Dans la salle, il y avait un mec qui ressemblait vaguement à mon ami de Rotterdam. En sortant du ciné, j’aurais aimé être avec lui. Il aurait probablement « bitcher » sur le film en faisant des commentaires « nasty ». Il aurait parlé du beau corps de l’acteur principal, il aurait probablement dit que c’était la seule chose qui valait la peine d’être vue. J’aurais ri, il y aurait eu du soleil dans mes yeux.
Plein de souvenirs sont remontés à la surface. Je n’avais pas fréquenté ce festival depuis un bout de temps. Ça m’a rappelé mes années en couple parsemées d’activités de ce genre. Dans le temps, mon entourage était plus anglophone. Ça aussi, ça me manque. Les meilleures expériences de ma vie, je les ai vécues en anglais. Je crois, en quelques sortes, que l’anglais est ma langue affective. L’humour n’est pas le même, les relations sont différentes aussi.
L’été dernier, quelqu’un qui me faisait remarquer comment il était facilement possible d’être ami avec des gars gais anglos mais ô combien c’était toute une prise de tête d’être en relation amoureuse avec eux. Inversement, il est presqu’impossible d’avoir des amis gais francophones sans tension sexuelle alors qu’en amour, c’est vraiment pas compliqué. Je ne pouvais que corroborer à partir de mes propres expériences. J’imagine que je dois aimer les prises de tête car la majorité de mes petits amis furent anglophones. J’ignore si cette observation sociale ne s’applique qu’au Québec ou si elle dépend vraiment de la langue/culture?
Le débat est ouvert.
02:45 Publié dans Le quotidien, Les relations | Lien permanent | Commentaires (9) | Envoyer cette note


Commentaires
Anglophones, francophones: deux solitudes. On ne peut pas dire que le film était un navet. Ça serait insultant pour les navets!
Ecrit par : Pierre-Yves | 2006.11.26
Pour avoir déjà tenté d'entreprendre une relation avec un anglophone, je trouvais ça difficile parce que je ne pouvais pas m'exprimer aussi rapidement. En plus, les coutumes n'étaient pas les même que les Québécois... ca a flippé rapidement. ahahah
Ecrit par : Claudine | 2006.11.29
Mes relations longues ont toujours été allophones, peut-être une recherche d'altérité dont certains couples gays ont tendance à manquer - et pour cause (-;
Ecrit par : poly | 2006.12.08
En chinois, en yiddish ou en tamoul, tu me manques...
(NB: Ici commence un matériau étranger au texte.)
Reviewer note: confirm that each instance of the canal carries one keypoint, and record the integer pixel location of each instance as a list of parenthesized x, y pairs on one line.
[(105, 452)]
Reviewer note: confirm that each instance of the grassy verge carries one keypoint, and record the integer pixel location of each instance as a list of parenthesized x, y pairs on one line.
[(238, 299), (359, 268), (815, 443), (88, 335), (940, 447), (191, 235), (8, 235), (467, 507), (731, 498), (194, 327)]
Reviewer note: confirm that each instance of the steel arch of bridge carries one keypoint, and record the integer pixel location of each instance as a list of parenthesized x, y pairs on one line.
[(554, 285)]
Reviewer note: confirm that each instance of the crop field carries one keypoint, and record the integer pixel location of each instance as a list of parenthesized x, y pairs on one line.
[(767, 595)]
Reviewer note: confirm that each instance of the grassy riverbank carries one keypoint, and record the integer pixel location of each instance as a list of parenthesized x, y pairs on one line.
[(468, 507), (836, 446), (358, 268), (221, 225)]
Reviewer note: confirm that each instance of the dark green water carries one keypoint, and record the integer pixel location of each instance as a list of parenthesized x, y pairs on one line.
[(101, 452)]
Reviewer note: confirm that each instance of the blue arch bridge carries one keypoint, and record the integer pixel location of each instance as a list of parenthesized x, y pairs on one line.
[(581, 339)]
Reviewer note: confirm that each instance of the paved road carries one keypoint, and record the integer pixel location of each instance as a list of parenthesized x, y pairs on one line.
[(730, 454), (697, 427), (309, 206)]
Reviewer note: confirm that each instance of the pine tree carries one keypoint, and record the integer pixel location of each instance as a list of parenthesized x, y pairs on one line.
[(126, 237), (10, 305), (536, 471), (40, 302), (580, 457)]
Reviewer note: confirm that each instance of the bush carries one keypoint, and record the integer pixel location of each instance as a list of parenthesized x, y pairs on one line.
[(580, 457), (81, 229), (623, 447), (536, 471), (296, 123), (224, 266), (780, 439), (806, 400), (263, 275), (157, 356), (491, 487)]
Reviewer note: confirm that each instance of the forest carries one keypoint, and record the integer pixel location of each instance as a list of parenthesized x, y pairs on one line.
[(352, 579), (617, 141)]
Ecrit par : Pierre-Yves | 2006.12.25
Bonne année en passant...
Ecrit par : poly | 2007.01.03
J'espere que tu vas bien! J'ai hâte de te lire!
Bonne année!
Claudine :)
Ecrit par : Claudine | 2007.01.04
Il paraît que les notes sont sur papier. Ben... il faut être patient. ;-)
Ecrit par : Pierre-Yves | 2007.01.04
Conclusion : tu avais raison
(Mais attention, c'est pas un comm pour te mettre de la pression. Non, non)
(en tout cas, ça rime)
Ecrit par : Pierre-Yves | 2007.01.12
Enfin de retour. Désolé de ma longue absence. J'avais besoin de repos et de m'éloigner du net. Bonne année à tous et à toutes.
@Claudine : Mes relations les plus significatives furent majoritairement avec des anglophones. Je crois qu'on reste marqué par notre premier amour, le mien était anglo... d'où le fait d'être resté accro j'imagine. ^^
@poly : Merci d'être toujours là. J'aime bien ton idée d'un besoin d'hétérogénéité linguistique à l'intérieur d'une homogénéité sexuelle.
@Pierre-Yves : Mon toujours présent! Je te suis revenu et en français! Aussi riche que j'ai pu le trouvé. J'ai finalement fait passer une de mes notes du papier à l'écran. Je sais, il fallait être très patient.